Writing for the majority in López-Valenzuela, Judge Raymond Fisher blasted the ballot measure’s “categorical” denial of bail and noted that this “sweeping pretrial detention statute, directed solely at undocumented immigrants,” fails to square with due process. “The Supreme Court has made clear that in our society liberty is the norm, and detention prior to trial or without trial is the carefully limited exception,” Fisher wrote.
The Supreme Court last week didn’t express its views on that ruling; it simply rejected Arizona’s petition for review. But Justice Clarence Thomas, joined by Justice Scalia, did express his views. To him, this case had nothing to do with respect for constitutional rights, but with respect for Arizona and its democratic choices. “The Court’s refusal to hear this case shows insufficient respect to the State of Arizona, its voters, and its Constitution,” he wrote.
This is not an uncommon sentiment at the Roberts Court. Whether the issue is Obamacare, same-sex marriage, or lethal injection, some on the court manage to boil down the controversy to a state’s prerogatives.
But to hear Thomas tell it, you’d think the majority’s refusal to hear López-Valenzuela means it’s running roughshod over the Constitution. “It is disheartening that there are not four Members of this Court who would even review the decision below,” he lamented. “States deserve our careful consideration when lower courts invalidate their constitutional provisions.”

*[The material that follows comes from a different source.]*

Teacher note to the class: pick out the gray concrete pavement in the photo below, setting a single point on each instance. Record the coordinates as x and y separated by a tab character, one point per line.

Perhaps. But then again, Arizona’s was not just some grand amendment conferring state rights or expanding federal ones. It explicitly targeted a class of people by denying them something everyone else enjoyed: the right to a bail determination upon arrest based on the defendant’s individual circumstances. Maybe the Supreme Court, in declining the case, implicitly acknowledged a state can’t just single out minorities and treat them differently.
That was the underlying message of the other big Arizona case it decided in 2012, where, once again, the justices had to step in to curb a regime—the “show me your papers” law—that gave police unprecedented power to detain and question people who “looked” immigrant.
And in view of that pronouncement, maybe the Ninth Circuit ruling was enough. And there wasn’t any need, much to Justice Thomas’s chagrin, to review something that was a non-starter with respect to the rights of immigrants.